Aller au contenu

Page:Féval - Madame Gil Blas (volumes 1 à 4) - 1856-57.djvu/45

La bibliothèque libre.
Le texte de cette page a été corrigé et est conforme au fac-similé.
40
MADAME GIL BLAS

Elle avala d’un trait l’énorme rasade et posa le litre sur la table.

— Qu’est-ce qu’il t’a dit, le prêcheux ? reprit-elle.

Et sans attendre la réponse, elle ajouta : On va avoir affaire à lui… tu seras bientôt de noce… Ah ! ah ! ils croyaient qu’on resterait toujours fille !

Je compris, à l’orgueil brutal qui éclatait sur ses traits, que l’homme de loi avait enfin fixé l’époque du mariage.

— Bonsoir, petiote ! dit-elle tout à coup en me faisant un signe de tête amical ; je l’entends qui vient… ne parle pas de ça… Bonsoir, bonsoir !

Elle disparut derrière la serpillière.
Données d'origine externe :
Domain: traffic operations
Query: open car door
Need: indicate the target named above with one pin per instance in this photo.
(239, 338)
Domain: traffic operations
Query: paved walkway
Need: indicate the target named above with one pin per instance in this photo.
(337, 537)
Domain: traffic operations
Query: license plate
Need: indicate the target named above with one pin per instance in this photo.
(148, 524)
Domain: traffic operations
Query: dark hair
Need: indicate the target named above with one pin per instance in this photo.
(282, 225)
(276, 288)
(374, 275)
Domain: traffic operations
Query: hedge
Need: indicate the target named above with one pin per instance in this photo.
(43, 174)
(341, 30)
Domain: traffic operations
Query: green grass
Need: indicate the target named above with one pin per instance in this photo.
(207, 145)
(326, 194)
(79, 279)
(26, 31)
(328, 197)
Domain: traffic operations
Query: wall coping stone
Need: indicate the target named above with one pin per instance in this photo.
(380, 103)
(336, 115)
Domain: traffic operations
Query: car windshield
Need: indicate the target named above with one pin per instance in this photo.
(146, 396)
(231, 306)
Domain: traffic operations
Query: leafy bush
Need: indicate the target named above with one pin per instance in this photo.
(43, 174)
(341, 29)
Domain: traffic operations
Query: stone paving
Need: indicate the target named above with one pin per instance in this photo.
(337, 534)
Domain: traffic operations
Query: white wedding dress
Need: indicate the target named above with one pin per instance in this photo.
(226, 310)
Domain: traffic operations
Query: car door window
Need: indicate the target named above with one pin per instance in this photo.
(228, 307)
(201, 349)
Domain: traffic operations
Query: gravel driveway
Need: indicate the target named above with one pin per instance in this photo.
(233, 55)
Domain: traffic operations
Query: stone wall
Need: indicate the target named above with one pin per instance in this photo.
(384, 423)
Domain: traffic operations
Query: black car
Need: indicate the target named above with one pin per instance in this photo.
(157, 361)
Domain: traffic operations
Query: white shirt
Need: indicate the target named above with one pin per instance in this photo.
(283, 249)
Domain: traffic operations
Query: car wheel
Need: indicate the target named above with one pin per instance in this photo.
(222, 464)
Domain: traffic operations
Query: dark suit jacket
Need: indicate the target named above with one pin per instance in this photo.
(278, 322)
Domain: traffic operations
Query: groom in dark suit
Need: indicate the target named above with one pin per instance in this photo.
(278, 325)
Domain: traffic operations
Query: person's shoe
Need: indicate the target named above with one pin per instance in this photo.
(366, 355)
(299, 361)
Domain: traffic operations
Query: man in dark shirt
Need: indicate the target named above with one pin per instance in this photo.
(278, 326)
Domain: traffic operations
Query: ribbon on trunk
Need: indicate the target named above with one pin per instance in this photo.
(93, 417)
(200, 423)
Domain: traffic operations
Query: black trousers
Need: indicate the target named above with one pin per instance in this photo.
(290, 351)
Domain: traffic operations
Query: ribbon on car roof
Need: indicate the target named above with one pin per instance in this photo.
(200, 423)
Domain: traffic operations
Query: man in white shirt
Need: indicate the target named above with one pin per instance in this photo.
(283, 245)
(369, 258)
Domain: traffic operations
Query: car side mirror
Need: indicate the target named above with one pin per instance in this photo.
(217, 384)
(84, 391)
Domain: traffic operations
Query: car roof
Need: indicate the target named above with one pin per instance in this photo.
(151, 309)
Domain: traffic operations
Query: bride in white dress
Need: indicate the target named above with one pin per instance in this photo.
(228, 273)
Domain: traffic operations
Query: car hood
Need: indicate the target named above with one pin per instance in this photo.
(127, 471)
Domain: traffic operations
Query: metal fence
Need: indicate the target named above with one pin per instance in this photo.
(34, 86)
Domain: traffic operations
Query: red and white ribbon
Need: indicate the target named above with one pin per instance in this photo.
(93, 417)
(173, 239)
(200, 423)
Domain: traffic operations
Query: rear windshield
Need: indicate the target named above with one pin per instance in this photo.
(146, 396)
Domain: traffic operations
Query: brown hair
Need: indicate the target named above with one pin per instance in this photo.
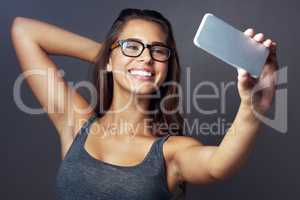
(103, 80)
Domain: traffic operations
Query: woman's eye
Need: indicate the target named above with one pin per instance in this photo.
(159, 51)
(132, 47)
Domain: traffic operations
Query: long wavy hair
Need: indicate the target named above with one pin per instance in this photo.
(103, 79)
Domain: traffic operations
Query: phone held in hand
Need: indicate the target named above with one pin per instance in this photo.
(230, 45)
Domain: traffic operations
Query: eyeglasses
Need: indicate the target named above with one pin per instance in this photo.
(134, 48)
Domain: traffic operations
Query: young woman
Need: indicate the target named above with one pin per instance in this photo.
(136, 59)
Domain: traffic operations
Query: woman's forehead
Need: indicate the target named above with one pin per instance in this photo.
(143, 30)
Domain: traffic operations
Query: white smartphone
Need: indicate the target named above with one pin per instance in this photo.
(230, 45)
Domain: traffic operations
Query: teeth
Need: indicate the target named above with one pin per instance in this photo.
(140, 73)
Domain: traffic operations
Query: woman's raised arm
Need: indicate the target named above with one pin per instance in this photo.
(33, 41)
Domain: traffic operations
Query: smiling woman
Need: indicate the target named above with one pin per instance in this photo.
(136, 61)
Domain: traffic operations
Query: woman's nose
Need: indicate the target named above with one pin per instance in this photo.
(145, 56)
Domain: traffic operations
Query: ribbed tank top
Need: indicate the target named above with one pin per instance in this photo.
(83, 177)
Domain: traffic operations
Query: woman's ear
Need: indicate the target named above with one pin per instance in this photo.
(108, 66)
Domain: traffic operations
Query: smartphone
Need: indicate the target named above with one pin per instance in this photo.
(230, 45)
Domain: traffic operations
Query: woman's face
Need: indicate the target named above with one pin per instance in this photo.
(132, 73)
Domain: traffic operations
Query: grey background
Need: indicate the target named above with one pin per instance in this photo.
(30, 151)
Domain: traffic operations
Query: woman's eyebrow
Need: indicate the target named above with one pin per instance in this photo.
(152, 43)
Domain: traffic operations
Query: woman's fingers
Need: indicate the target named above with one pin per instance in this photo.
(249, 32)
(267, 43)
(259, 37)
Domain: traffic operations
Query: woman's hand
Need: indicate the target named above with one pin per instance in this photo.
(261, 100)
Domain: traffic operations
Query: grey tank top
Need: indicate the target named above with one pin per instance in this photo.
(83, 177)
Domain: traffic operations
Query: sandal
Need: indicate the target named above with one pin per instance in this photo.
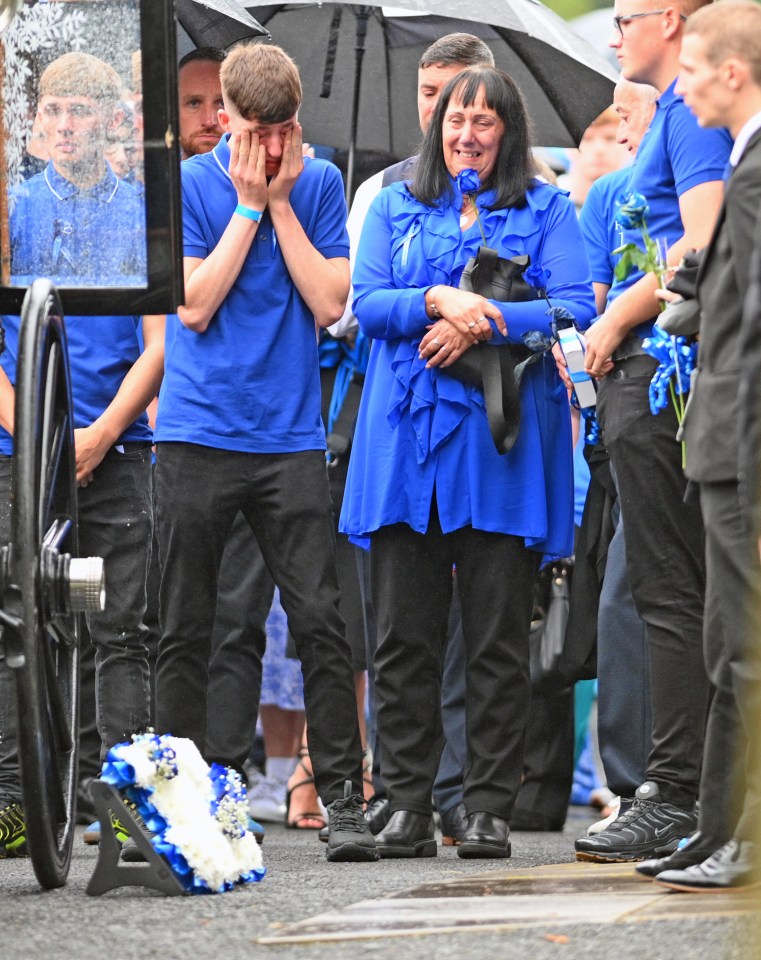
(308, 820)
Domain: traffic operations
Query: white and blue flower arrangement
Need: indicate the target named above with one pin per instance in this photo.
(197, 815)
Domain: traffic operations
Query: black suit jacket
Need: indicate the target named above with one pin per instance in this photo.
(750, 392)
(712, 421)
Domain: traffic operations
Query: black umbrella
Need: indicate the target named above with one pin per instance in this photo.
(217, 23)
(359, 66)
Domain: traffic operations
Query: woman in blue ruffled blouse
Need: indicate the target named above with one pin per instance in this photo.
(426, 485)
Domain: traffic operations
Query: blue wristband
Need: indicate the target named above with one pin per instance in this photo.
(249, 213)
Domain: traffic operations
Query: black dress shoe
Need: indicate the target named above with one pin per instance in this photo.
(377, 814)
(485, 836)
(407, 834)
(696, 850)
(731, 867)
(453, 824)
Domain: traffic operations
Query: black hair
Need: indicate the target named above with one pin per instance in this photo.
(512, 173)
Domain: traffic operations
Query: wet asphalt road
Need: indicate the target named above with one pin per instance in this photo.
(135, 924)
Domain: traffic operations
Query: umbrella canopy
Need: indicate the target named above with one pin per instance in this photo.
(566, 83)
(217, 23)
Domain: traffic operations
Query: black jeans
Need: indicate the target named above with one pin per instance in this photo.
(412, 588)
(239, 639)
(664, 555)
(115, 522)
(285, 499)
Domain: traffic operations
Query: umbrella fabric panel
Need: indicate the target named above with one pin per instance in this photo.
(564, 94)
(216, 23)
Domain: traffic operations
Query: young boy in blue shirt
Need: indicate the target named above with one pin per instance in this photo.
(238, 426)
(77, 223)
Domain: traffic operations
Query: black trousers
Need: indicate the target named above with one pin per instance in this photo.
(412, 586)
(285, 499)
(239, 639)
(730, 791)
(665, 561)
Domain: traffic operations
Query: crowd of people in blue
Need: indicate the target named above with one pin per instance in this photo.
(412, 555)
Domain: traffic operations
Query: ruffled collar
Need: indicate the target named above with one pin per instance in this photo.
(442, 256)
(428, 247)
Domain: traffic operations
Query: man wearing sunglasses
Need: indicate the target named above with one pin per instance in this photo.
(679, 170)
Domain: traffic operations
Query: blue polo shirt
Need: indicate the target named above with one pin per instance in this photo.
(101, 352)
(93, 237)
(79, 237)
(602, 235)
(250, 382)
(674, 156)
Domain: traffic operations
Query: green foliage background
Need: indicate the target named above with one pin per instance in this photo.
(568, 9)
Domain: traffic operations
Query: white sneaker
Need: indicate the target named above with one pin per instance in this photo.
(266, 800)
(614, 804)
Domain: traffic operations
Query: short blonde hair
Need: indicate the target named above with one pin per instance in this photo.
(730, 28)
(261, 82)
(81, 75)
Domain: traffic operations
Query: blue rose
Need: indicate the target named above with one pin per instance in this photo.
(632, 211)
(468, 181)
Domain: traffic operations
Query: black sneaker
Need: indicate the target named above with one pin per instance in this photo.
(12, 830)
(349, 837)
(649, 828)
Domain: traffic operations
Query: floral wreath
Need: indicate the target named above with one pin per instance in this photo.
(197, 815)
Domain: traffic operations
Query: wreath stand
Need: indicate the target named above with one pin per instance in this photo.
(110, 872)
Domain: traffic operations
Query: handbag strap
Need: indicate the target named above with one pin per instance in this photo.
(501, 396)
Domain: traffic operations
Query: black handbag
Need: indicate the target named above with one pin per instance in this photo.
(548, 625)
(498, 369)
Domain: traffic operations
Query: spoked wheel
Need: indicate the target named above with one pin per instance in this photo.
(46, 586)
Mais elle s’était trompée. L’homme de loi ne venait pas.

Je l’entendis qui se couchait. Une heure entière se passa.

J’avais le frisson et je ne pouvais dormir. Chaque fois qu’elle se retournait dans son lit, je tressaillais de la tête aux pieds.

Au bout d’une heure elle se révéla et vint boire à même au litre d’eau-de-vie.

— Dors-tu ? me dit-elle.

Je fermai les yeux et ne répondis point.

— Il n’est jamais venu si tard que ça ! grommela-t-elle.

Un premier doute lui traversa l’esprit, car ses sourcils se froncèrent tout à coup. Elle ouvrit la porte et se prit à écouter au dehors.